Yiling Li, from the Fifth School of Clinical Medicine in Hefei, China, and colleagues examined the effect of vascular risk factors on the outcomes of ESD surgery in a study involving 56 patients with Meniere disease. Based on the preoperative 10-year atherosclerotic cardiovascular diseases risk classification, patients’ vascular risk factors were assessed. The low-risk group included patients with no or low risk, while the high-risk group included those with medium, high, or very high risk.

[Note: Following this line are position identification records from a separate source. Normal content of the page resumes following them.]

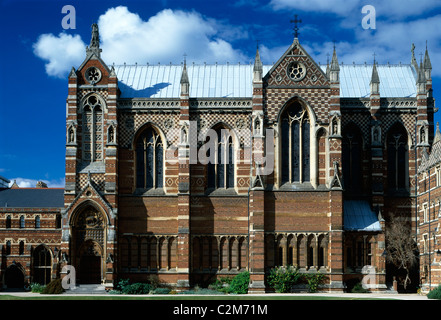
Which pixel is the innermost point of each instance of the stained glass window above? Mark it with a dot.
(397, 157)
(149, 160)
(295, 151)
(220, 174)
(352, 159)
(92, 129)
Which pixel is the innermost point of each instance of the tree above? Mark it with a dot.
(401, 247)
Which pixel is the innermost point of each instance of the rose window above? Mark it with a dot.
(93, 75)
(296, 71)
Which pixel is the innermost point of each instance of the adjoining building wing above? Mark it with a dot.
(358, 216)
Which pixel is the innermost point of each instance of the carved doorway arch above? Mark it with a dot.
(88, 247)
(90, 262)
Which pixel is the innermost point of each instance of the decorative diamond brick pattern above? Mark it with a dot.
(318, 100)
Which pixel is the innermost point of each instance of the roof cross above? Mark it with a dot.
(296, 28)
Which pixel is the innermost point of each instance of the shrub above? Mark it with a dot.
(222, 284)
(122, 283)
(314, 280)
(53, 287)
(239, 284)
(161, 291)
(283, 278)
(358, 288)
(137, 288)
(200, 291)
(435, 293)
(36, 287)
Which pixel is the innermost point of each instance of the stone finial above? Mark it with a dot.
(334, 69)
(258, 67)
(375, 80)
(185, 83)
(437, 137)
(41, 184)
(94, 47)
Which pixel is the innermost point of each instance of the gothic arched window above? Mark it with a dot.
(37, 222)
(295, 129)
(221, 172)
(8, 222)
(149, 160)
(92, 129)
(397, 158)
(352, 149)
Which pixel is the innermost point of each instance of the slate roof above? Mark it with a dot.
(358, 216)
(236, 80)
(434, 158)
(32, 198)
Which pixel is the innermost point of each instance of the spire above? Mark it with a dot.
(413, 60)
(427, 65)
(375, 80)
(421, 81)
(334, 69)
(185, 83)
(94, 47)
(437, 134)
(258, 67)
(296, 27)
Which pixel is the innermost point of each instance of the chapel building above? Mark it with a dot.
(194, 172)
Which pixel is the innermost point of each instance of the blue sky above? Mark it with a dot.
(37, 52)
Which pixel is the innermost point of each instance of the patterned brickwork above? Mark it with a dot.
(318, 100)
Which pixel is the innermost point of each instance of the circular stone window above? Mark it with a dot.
(93, 75)
(296, 71)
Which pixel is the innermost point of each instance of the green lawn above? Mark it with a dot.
(180, 297)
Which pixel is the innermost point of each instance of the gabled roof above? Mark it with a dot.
(206, 81)
(434, 158)
(396, 81)
(32, 198)
(358, 216)
(236, 81)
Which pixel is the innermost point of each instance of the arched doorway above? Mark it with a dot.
(14, 277)
(42, 265)
(88, 245)
(89, 267)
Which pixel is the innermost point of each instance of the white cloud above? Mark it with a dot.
(61, 52)
(165, 37)
(127, 38)
(31, 183)
(384, 8)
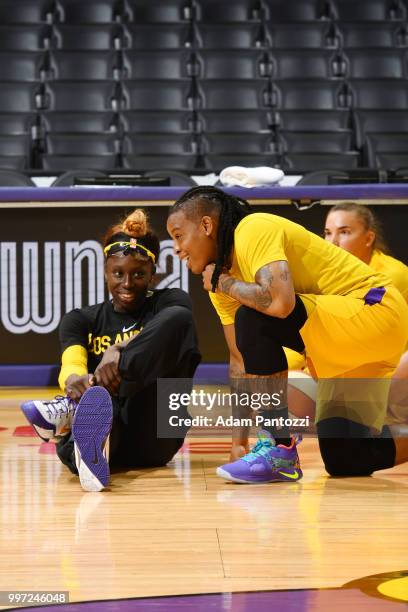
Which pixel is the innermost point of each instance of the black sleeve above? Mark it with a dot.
(173, 297)
(74, 329)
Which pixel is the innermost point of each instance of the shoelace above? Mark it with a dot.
(59, 405)
(262, 446)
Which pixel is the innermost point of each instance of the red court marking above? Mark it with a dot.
(25, 445)
(25, 431)
(205, 448)
(47, 448)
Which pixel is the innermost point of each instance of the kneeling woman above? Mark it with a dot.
(275, 284)
(112, 355)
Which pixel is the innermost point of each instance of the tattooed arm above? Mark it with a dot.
(272, 292)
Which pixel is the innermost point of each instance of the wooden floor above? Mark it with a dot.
(180, 529)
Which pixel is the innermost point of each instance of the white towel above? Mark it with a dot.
(250, 177)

The researchers found that 78.95 and 81.08 percent of patients from the low- and high-risk groups, respectively, demonstrated at least grade B vertigo control after ESD, with no statistically significant difference noted between the groups. In both groups, the postoperative functional disability scores were significantly lower than those before surgery, with a median decrease of 2 points in both groups.
“ESD may effectively reduce vertigo attacks and dysfunction in patients with Meniere disease, and its efficacy is not reduced by an increase in vascular risk factors,” the authors write. “The findings from this study may increase confidence regarding the use of ESD in patients with Meniere disease, thereby preventing unnecessary destructive surgeries.”